Barwna historia herbacianych filizanek
Zastanawialiście się kiedyś skąd podchodzą Wasze filiżanki?
Może otrzymaliście je po swoich po babkach albo dostaliście w prezencie urodzinowym od koleżanek z pracy? Używacie codziennie czy wyjmujecie tylko na odwiedziny rodziny czy przyjaciół, od święta? Dzisiaj postaramy się odrobinę przybliżyć historię tego filigranowego naczynia!
Produkcję porcelany rozpoczęli oczywiście Chińczycy. To właśnie oni ponad 1300 lat temu opracowali proces jej wytwarzania. Co ciekawe, powstała ona jako próba odtworzenia odcienia nefrytu – jasnozielonej skały metamorficznej, którą Chińczycy uznali za estetycznie doskonałą. Za czasów rządzenia dystatii Tang próby te doprowadziły do uzyskania niebieskiej oraz białej glazury.
Chińczycy mieli różne upodobania kolorystyczne, zależne od czasu i regionu. Mistrzowie herbaty z dystatii Sung szczególnie upodobali sobie czarki w ciemnych kolorach: niebiesko-czarnym i ciemnobrązowym. Natomiast dynastia Ming piła herbatę w lekkiej, białej porcelanie.
Wynalazcy porcelany pilnie strzegli sposobu jej wytwarzania. Tak pilnie, że Europejczykom udało się wytworzyć masę porcelanową dopiero w 1709 roku! Szczególnie przysłużył się tutaj alchemik z dworu Augusta Mocnego, Jan Fryderyk Boettger. Nazywany jest on nieraz Ojcem Europejskiej Porcelany. Krążyły o nim legendy, że zamienia metal w złoto, prawdopodobnie właśnie dlatego August II Mocny uczynił go nadwornym alchemikiem. Szybko jednak okazało się, że alchemik wbrew powszechnym opiniom, wcale nie potrafi czarować. Wtedy właśnie, pod czujnym okiem zdenerwowanego i zniecierpliwionego Augusta, udało mu się – jakimś cudem – odkryć tajemny sposób wyrobu porcelany. Rok później powstała słynna na cały świat fabryka porcelany w Miśni.
Również Polska ma swój udział w historii porcelany.
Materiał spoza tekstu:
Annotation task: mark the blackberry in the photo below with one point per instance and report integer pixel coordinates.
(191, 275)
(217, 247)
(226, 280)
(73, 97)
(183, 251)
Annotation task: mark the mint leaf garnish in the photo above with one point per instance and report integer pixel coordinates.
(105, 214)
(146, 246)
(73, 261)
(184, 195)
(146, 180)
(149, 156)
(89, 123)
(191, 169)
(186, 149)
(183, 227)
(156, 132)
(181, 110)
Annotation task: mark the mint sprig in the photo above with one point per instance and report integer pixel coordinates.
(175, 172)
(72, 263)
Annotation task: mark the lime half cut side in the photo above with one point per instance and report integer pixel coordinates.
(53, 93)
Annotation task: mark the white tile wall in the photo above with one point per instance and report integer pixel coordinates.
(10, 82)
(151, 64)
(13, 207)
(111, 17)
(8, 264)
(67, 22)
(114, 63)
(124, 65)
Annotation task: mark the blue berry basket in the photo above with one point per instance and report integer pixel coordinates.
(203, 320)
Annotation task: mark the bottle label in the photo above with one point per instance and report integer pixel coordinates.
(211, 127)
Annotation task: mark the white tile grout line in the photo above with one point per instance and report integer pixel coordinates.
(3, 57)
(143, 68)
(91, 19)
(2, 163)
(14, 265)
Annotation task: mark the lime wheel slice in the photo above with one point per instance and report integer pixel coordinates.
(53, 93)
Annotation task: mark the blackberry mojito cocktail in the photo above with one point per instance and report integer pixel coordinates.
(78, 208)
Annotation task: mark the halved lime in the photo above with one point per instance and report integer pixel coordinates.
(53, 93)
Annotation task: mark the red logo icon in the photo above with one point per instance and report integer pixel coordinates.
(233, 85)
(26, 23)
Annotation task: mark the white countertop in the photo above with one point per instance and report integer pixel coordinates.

W 1790 powstała fabryka w Ćmielowie, w której wytwarza się przepiękne filiżanki aż do dziś! Ich serwisy są powszechnie znane jako zastawa luksusowa, obecna na niejednym stole monarchów i elit.
Oczywiście już przed rokiem 1709 Europejczycy znali porcelanę – głownie za sprawą Marco Polo dotarła ona na Stary Kontynent w XIII wieku. W tych latach porcelana była uważana za niesamowite bogactwo, nazywano ją nawet „białym złotem”. Za jeden serwis można było stać się właścicielem wioski wraz z jej mieszkańcami. Dodatkowo wierzono, że porcelana posiada moc niwelowana trucizn!